The Hubble Space Telescope was the first of its kind, designed to be a large, long-lived observatory capable of capturing high-resolution images of the universe in visible, ultraviolet, and infrared light. It was equipped with a 2.4-meter mirror and a suite of scientific instruments that allowed astronomers to study everything from nearby planets to the most distant galaxies in the universe.

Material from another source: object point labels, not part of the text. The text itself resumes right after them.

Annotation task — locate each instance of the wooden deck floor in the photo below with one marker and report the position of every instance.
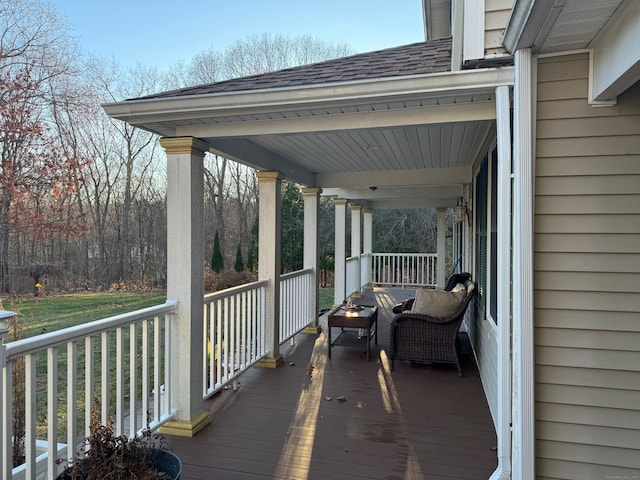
(349, 419)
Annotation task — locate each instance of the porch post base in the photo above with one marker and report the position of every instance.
(312, 329)
(271, 362)
(186, 428)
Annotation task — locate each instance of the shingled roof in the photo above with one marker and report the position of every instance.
(414, 59)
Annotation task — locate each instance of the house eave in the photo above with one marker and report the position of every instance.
(141, 112)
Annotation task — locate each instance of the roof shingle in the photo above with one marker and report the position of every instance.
(414, 59)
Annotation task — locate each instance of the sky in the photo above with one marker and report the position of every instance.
(161, 33)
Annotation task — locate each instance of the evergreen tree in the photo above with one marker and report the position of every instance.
(239, 265)
(292, 230)
(217, 264)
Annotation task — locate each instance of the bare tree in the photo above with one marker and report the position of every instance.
(135, 151)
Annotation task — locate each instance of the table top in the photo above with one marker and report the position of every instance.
(353, 318)
(362, 311)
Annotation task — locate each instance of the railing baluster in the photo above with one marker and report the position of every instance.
(30, 361)
(168, 324)
(133, 378)
(105, 363)
(144, 420)
(89, 387)
(72, 395)
(120, 381)
(52, 410)
(157, 388)
(6, 415)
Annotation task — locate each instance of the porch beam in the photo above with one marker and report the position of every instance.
(379, 193)
(185, 273)
(269, 239)
(311, 255)
(428, 177)
(243, 151)
(340, 252)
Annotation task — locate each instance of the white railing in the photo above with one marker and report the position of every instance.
(233, 334)
(365, 268)
(296, 289)
(122, 360)
(404, 269)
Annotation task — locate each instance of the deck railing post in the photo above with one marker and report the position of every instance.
(311, 198)
(269, 184)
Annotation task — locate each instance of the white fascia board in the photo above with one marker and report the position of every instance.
(139, 112)
(473, 41)
(615, 56)
(529, 23)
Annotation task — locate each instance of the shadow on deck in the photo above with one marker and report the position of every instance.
(348, 419)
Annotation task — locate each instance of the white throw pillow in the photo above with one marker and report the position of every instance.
(436, 303)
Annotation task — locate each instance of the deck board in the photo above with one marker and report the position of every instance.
(416, 422)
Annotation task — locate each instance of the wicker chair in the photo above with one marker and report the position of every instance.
(421, 338)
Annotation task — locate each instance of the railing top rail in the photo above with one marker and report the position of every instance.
(60, 337)
(235, 290)
(406, 254)
(297, 273)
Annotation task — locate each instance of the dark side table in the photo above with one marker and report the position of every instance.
(350, 321)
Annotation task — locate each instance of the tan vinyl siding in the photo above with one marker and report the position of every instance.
(495, 20)
(586, 278)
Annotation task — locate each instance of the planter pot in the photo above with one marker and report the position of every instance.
(164, 461)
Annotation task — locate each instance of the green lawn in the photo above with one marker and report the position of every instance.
(46, 314)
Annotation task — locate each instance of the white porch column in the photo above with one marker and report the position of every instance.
(441, 272)
(311, 256)
(523, 454)
(356, 241)
(340, 252)
(503, 370)
(270, 194)
(367, 240)
(185, 281)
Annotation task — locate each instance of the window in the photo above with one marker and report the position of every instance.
(486, 236)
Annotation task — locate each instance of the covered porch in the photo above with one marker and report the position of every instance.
(348, 418)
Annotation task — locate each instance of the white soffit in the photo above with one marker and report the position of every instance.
(615, 58)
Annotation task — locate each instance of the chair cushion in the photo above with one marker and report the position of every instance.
(437, 303)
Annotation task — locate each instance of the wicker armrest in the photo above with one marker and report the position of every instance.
(407, 304)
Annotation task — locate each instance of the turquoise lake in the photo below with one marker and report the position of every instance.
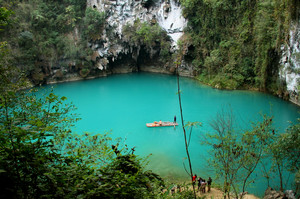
(124, 103)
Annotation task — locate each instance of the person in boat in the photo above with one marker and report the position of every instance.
(160, 123)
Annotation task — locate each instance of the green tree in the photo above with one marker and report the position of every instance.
(235, 155)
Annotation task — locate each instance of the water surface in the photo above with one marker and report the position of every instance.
(123, 104)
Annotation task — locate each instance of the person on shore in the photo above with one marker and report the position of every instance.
(209, 181)
(194, 179)
(199, 183)
(203, 185)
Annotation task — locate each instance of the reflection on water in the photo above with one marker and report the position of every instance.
(125, 103)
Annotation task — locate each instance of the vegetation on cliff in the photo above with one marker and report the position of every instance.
(234, 44)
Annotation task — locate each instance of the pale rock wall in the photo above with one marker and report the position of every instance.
(121, 12)
(290, 62)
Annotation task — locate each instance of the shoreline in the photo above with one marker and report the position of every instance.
(76, 77)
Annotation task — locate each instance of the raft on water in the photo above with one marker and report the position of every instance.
(157, 124)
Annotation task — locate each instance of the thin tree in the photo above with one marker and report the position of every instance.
(183, 127)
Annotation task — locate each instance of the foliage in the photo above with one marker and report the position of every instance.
(4, 17)
(238, 39)
(284, 151)
(235, 155)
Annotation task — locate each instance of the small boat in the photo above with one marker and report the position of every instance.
(156, 124)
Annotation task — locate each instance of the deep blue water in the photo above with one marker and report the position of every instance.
(123, 104)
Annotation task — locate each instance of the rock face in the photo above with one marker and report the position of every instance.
(112, 52)
(290, 62)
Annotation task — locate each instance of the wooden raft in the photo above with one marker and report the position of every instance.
(156, 124)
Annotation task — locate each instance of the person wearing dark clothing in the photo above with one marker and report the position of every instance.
(199, 183)
(209, 181)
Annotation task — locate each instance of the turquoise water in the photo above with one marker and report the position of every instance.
(123, 104)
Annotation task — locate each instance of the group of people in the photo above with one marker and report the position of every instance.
(202, 183)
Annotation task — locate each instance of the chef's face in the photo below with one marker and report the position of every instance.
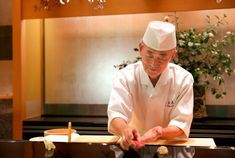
(154, 61)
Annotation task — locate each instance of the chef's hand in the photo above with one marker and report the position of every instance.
(151, 135)
(130, 138)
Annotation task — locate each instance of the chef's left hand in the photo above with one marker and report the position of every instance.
(151, 135)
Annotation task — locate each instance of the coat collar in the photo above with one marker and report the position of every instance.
(146, 81)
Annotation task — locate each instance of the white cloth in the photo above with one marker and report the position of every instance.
(170, 102)
(160, 36)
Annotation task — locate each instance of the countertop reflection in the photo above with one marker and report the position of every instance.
(27, 149)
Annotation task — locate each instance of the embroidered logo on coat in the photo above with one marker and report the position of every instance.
(170, 104)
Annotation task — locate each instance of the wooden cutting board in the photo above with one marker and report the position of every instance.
(96, 139)
(178, 142)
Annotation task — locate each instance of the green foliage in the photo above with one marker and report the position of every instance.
(206, 55)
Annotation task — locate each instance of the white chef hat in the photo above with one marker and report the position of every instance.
(160, 36)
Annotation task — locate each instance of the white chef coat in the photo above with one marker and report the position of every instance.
(143, 106)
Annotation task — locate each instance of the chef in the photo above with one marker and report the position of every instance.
(152, 98)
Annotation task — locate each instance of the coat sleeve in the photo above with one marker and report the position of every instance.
(182, 114)
(120, 102)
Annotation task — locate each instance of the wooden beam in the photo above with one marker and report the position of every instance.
(18, 108)
(83, 8)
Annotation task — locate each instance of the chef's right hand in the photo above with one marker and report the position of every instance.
(129, 135)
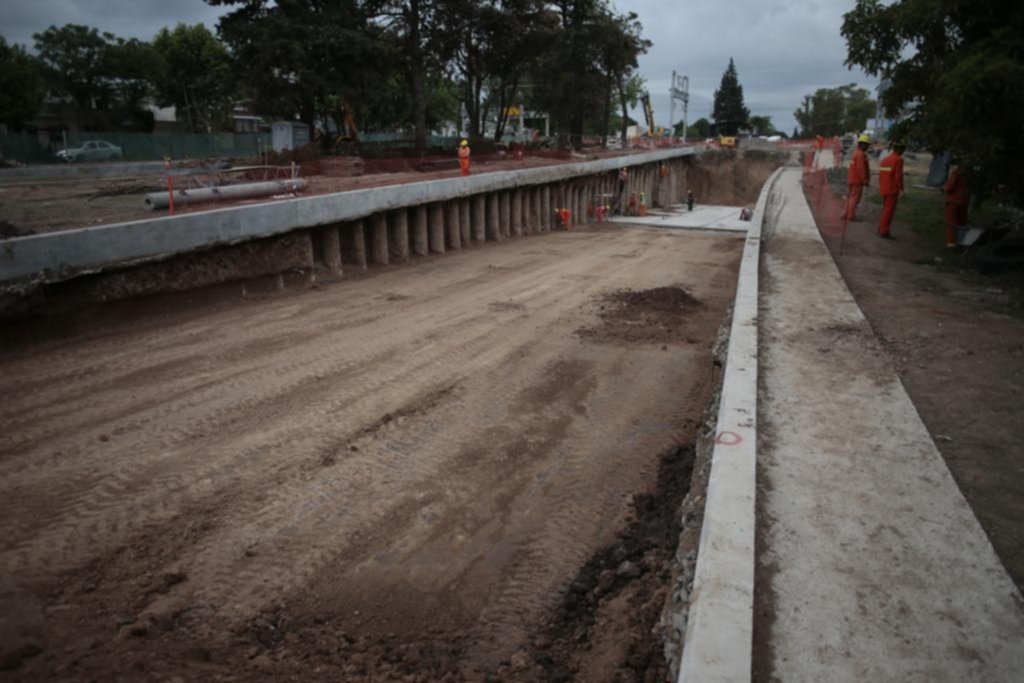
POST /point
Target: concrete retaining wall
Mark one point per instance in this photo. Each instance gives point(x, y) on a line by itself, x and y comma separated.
point(58, 256)
point(719, 638)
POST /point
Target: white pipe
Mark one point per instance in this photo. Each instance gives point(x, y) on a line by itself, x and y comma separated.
point(156, 201)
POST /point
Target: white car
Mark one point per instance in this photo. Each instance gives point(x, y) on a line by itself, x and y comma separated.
point(91, 151)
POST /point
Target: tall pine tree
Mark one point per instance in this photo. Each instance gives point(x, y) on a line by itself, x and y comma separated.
point(729, 113)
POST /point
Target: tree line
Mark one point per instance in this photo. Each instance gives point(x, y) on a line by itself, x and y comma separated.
point(399, 65)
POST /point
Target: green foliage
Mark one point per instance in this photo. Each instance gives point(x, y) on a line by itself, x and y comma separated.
point(729, 113)
point(762, 125)
point(835, 111)
point(955, 78)
point(194, 74)
point(698, 130)
point(586, 67)
point(20, 85)
point(98, 71)
point(294, 56)
point(76, 61)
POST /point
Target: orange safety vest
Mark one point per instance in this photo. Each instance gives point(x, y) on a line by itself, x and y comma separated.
point(891, 174)
point(859, 172)
point(955, 188)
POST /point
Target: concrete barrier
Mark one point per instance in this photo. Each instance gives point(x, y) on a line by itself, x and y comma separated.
point(718, 645)
point(56, 256)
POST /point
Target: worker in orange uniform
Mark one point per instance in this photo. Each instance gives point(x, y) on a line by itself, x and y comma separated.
point(891, 185)
point(858, 176)
point(464, 158)
point(957, 197)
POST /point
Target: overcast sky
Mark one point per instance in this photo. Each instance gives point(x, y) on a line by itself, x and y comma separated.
point(783, 49)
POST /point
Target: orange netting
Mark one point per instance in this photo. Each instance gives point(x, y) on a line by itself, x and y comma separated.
point(827, 207)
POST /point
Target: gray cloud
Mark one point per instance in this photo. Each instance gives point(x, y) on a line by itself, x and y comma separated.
point(783, 49)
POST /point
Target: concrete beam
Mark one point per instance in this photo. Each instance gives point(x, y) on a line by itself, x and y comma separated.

Although the Hubble Space Telescope was initially plagued with technical problems, including a flawed mirror that caused blurry images, it has since become one of the most productive scientific instruments in history. The telescope has made numerous groundbreaking discoveries, including the age and size of the universe, the existence of dark energy, and the formation of stars and galaxies.
Over the years, the Hubble Space Telescope has been serviced and upgraded several times by astronauts on space shuttle missions. Its current mission, which began in 2009, is expected to continue until the 2030s.
As we celebrate the 33rd anniversary of the Hubble Space Telescope’s launch, we are reminded of the profound impact it has had on our understanding of the universe and our place within it.